The economy was the issue that Democratic primary voters said mattered most to them today, as it has been in most every other state throughout the campaign. Fifty four percent chose the economy as the most important issue, compared to 28 percent who said the war in Iraq and 14 percent who said health care. Eighty nine percent said the U.S. is in a recession while 10 percent said it is not.
Change was the most important quality for voters in Pennsylvania today. Forty nine percent of voters said change was what they were most looking for in a candidate while 26 percent said experience was what mattered to them. Fourteen percent said they were looking for a candidate who cared about them and just 8 percent said they most wanted a candidate who could win in the fall.

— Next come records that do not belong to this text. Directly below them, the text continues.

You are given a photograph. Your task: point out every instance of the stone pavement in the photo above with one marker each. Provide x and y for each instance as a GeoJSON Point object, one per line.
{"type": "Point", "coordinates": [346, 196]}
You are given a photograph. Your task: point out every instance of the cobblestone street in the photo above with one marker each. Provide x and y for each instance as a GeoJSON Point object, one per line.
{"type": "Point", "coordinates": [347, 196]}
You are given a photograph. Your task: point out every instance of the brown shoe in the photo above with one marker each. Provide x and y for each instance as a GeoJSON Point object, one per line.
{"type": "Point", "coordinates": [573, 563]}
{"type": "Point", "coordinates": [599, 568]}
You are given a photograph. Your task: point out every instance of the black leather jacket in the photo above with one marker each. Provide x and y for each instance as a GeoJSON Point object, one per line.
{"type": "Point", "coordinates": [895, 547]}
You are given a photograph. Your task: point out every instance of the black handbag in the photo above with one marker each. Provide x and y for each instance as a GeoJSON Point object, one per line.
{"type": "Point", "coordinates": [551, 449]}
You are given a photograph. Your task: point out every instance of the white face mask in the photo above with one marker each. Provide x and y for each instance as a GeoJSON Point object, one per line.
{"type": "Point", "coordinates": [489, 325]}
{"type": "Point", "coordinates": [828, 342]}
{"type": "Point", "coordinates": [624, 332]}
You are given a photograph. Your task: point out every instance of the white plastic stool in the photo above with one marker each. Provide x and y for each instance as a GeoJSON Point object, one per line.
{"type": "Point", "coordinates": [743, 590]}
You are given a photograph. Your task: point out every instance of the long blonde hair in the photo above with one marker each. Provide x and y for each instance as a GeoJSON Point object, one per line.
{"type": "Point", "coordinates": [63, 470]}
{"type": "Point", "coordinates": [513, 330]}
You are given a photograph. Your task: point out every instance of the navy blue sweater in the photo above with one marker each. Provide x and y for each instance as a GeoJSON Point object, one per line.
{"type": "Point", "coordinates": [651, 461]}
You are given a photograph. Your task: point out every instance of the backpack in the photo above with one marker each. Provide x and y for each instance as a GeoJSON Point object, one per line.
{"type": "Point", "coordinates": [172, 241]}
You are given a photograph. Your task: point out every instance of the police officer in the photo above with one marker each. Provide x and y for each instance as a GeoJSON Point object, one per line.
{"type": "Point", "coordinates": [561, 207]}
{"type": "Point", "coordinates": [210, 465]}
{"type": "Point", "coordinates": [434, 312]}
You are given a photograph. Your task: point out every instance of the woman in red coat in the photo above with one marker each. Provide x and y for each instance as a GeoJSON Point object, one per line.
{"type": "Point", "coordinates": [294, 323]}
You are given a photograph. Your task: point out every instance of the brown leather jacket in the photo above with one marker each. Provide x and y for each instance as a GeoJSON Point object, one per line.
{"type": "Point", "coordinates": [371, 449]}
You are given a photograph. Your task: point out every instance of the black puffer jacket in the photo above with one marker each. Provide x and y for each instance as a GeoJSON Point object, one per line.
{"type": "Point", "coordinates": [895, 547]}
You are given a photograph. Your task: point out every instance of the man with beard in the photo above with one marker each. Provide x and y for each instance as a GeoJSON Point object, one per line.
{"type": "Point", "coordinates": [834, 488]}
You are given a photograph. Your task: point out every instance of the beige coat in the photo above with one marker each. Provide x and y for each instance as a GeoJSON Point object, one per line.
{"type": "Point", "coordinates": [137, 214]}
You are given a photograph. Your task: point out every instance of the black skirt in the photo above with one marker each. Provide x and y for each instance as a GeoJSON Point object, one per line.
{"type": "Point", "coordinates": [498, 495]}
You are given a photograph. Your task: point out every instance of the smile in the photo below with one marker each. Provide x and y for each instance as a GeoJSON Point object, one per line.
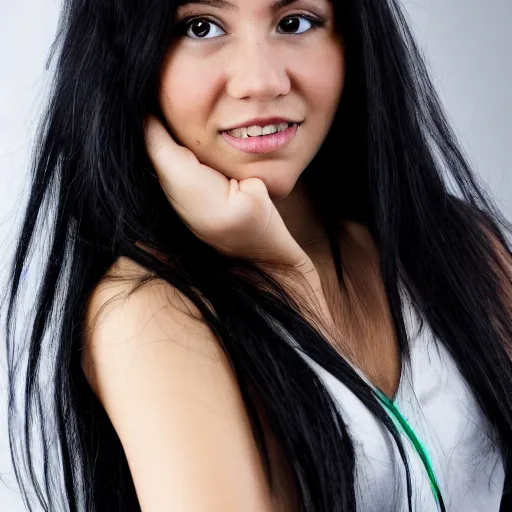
{"type": "Point", "coordinates": [261, 139]}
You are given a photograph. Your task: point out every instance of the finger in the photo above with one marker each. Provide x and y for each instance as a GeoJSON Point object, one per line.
{"type": "Point", "coordinates": [181, 175]}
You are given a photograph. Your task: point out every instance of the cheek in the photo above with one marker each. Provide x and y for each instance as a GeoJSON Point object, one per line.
{"type": "Point", "coordinates": [187, 95]}
{"type": "Point", "coordinates": [324, 76]}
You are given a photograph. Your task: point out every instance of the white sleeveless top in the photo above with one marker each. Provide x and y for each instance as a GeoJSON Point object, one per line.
{"type": "Point", "coordinates": [437, 403]}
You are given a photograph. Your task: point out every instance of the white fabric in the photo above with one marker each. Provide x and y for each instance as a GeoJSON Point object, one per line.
{"type": "Point", "coordinates": [437, 403]}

After being deluged with campaign ads for weeks, more than half said those ads were an important factor in their decision. Fifty four percent said the ads were important while 43 percent said they were not.
More than half of the supporters of both candidates say they would not be satisfied if the other candidate ends up as the Democratic nomination. Sixty four percent of Clinton voters said they would not be satisfied with Obama as the nominee while 35 percent said they would. Fifty four percent of Obama voters also said they would not be satisfied with Clinton, 44 percent said they would be. Overall however, 70 percent of all Democratic primary voters said they would be satisfied with Clinton as the nominee while 64 percent said they would be satisfied with Obama.
When it comes to the general election, Clinton fared slightly better against John McCain among Democratic primary voters today. Clinton led McCain 80 percent to 11 percent while Obama bested the presumptive GOP nominee 72 percent to 15 percent. But 26 percent of Clinton supporters say they will support McCain in the fall election if Obama is the nominee while 17 percent of his supporters said they would vote for McCain if Clinton wins the nomination.